With the start of this semester, four new members joined the Research Training Group, adding two paid literary PhDs to the project, which totals the number of literary PhDs to three. An almost unheard amount! Can one call this the literary turn of the RTG?

But jokes aside, after one year at the RTG as a literary PhD, I think it is time to sit down and reflect on what the RTG has taught me about interdisciplinary work.

The term itself feels omnipresent, yet strangely absent within campus life in general. Much like diversity, it is a quality strived for and yet rarely achieved. This at times can generate an almost cynical approach to the subject. On paper everyone will write that they benefit from interdisciplinary work, but that does not mean we know what that actually means. How does this fabled, glamorous interdisciplinary work look like? Are we about to recreate the famous ‘The School of Athens’ painted by Raphael?

The answer is yes, no, maybe, partially, sometimes, …well you see. Neither of us have the interest or self importance to recreate that specific image and school of thought, but you can only spend so much time in the same office spaces and sit together at lunch before disciplinary quirks and subject-specific oddities come up. Sometimes it starts out as a joke. “You German historians sure love Reinhart Koselleck.” “Well, you English literature theorists only care about fiction.” And then after some twists and turns, there is a promise to discuss an important paper at hand. It is not that interdisciplinary work happens through osmosis, but it happens in the most trivial exchange and some times as far away from one’s own project and university workshops.

Simply by listening one learns a lot. You would think the historians are a united front against the literary and sociology PhDs within this RTG, but the discipline is cut by time periods and locations. Each specialization has its own distinct arche- and stereotype. It does not feel as unified as the literary PhDs, who all focus on English language and 21st Century literature.

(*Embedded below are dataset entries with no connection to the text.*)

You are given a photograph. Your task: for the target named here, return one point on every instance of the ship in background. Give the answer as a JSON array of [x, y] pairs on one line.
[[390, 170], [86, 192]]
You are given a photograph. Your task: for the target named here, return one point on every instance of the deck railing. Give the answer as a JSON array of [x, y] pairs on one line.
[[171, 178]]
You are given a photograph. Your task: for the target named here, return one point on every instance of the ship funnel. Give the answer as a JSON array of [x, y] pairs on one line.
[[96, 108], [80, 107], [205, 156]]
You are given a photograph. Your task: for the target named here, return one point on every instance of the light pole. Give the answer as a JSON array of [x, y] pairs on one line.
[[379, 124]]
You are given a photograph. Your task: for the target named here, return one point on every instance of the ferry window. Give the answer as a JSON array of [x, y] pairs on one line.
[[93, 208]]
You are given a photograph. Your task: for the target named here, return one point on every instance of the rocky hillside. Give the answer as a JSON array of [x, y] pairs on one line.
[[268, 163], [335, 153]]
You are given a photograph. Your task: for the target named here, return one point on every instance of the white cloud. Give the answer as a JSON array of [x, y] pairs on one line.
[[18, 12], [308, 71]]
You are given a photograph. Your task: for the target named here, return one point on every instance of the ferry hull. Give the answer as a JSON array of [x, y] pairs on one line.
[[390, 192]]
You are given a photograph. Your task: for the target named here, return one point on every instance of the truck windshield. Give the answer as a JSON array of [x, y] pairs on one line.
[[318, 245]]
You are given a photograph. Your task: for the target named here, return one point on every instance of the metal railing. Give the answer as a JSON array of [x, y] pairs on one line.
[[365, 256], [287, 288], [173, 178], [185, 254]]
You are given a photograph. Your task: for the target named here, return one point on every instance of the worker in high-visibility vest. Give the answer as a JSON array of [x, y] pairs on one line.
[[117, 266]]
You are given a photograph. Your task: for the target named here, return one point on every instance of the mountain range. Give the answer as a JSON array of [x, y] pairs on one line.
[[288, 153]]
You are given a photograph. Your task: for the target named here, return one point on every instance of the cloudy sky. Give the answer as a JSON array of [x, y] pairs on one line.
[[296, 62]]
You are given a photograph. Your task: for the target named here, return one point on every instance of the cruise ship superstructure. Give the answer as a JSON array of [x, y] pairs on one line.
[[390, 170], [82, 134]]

What all these quips and jokes have actually taught me is that perhaps disciplines are not as different as I believed them to be. No discipline is that special. Our traditions converge. Our problems within a university context are more similar than not. It takes a certain willingness to understand the other and the willingness is there. The upcoming summer school, organized by an interdisciplinary group from within our RTG, wants to look at the methods around Empire with the aim of looking at methods across disciplines. Our workshop on positionality by Professor Sujata Patel also brushed on the problematic history of our disciplines with the impetus to transcend these boundaries.

We are arguing, talking, trying to understand. We fail, we are confronted with our own short-sightedness, at least I am, and we learn something new. How much that will affect our individual projects is up for debate, but that is perhaps not the point of the exercise.

After a year at the RTG, I can say that interdisciplinary work does not feel as light or glamorous as the usage of the term might suggest, similarly to diversity it is a goal, in its positive connotations, and just an advertisement, in its negative connotations, but it is fun, even in its humility. Even when one accidentally mixes up the terms method and methodology in front of the sociologist, opening up yet another debate. In the words of David William Brandt, who never expected to be used in this context I imagine, “It ain’t much, but it’s honest work.” (And, addition by me, by God, it is fun.)